That's the only clue I've gotten that he knows what I'm doing.

*   *   *

So I stayed on Ganymede and lived in dormitories, and worked at the atmosphere station. My way of life had been learned in the years with my father; it was all I knew, and I kept to the pattern. Dorm mates were my family, and that was never a problem. After my name came up on the hitchhiker's list I moved out to Titan, and while waiting for a job with the weather company I joined the laborer's guild, and swept streets, and pushed wheelbarrows, and unloaded spaceships. I liked the work, and quickly became quite strong.

I got a room in a boarding house that had advertised at the guild, and found that most of my housemates were also laborers. It was a congenial crowd: the meals were rowdy affairs, and the parties sometimes lasted through the night—our landlady loved them. One of the older boarders, a woman named Angela, liked to argue philosophy—to “discuss ideas,” as she called it. On cold nights she would call a few of us on the intercom and invite us down to the kitchen, where she would brew endless pots of tea, and badger me and three or four other regulars with questions and provocations. “Don't you think it is well established that all of the assassinated American presidents were killed by the Rosicrucians?” she would demand, and then tell us how John Wilkes Booth had escaped the burning barn to live on, take on another identity, and shoot both Garfield and McKinley.…

“And Kennedy too?” John Ashley asked. “Are you sure this isn't Ahasuerus the Assassin you're discussing here?” John was a Rosicrucian, you see, and was naturally incensed.

“Ahasuerus?” Angela inquired.

“The Wandering Jew.”

“Did you know that originally he wasn't a Jew at all?” George asked. “His name was Cartaphilus, and he was Pontius Pilate's janitor.”

“Wait a second,” I said. “Let's get back to the point. Booth was identified by his dental records, so the body they found in the barn was definitely his. Dental records are pretty conclusive. So your whole idea falls apart right at the start, Angela.”

She would contest it every time, and we would move on to the nature of evidence, and then the nature of reality, while pot after pot of tea was brewed and consumed. I would argue Aristotle against Plato, Hume against Berkeley, Peirce against the meta-physicals, Allenton against Dolpa, and the warm kitchen echoed with our fierce talk. Many was the time when I vanquished the rest with my mishmash of empiricism, pragmatism, logical positivism, and essentialist humanism—or I thought I did, until late in the night when I went up to my tiny bookwalled room on the fourth floor, and lay on my bed and stared at the books and wondered what it was all about. Could it really be true that all we knew was what our senses told us?

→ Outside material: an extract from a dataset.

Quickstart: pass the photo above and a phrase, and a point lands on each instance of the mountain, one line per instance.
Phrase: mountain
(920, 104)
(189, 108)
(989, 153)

Once John Ashley brought down to our kitchen group a volume called
Sixty-six Crystals on the Ninth Planet,
by a Theophilus Jones. After he had explained it to us, I couldn't have been more scathing. I was familiar with Jones's earlier works, and this new argument did nothing to bolster his case. “Don't you see how illogical he's being there? He has to contradict the whole picture of human history, the work of hundreds of scientists using thousands of pieces of evidence, just to establish the
possibility
that a prehistoric highly advanced civilization existed. Which by no means would prove that they flew out to
Pluto
of all places to set up a temple. I mean, why would they do that?”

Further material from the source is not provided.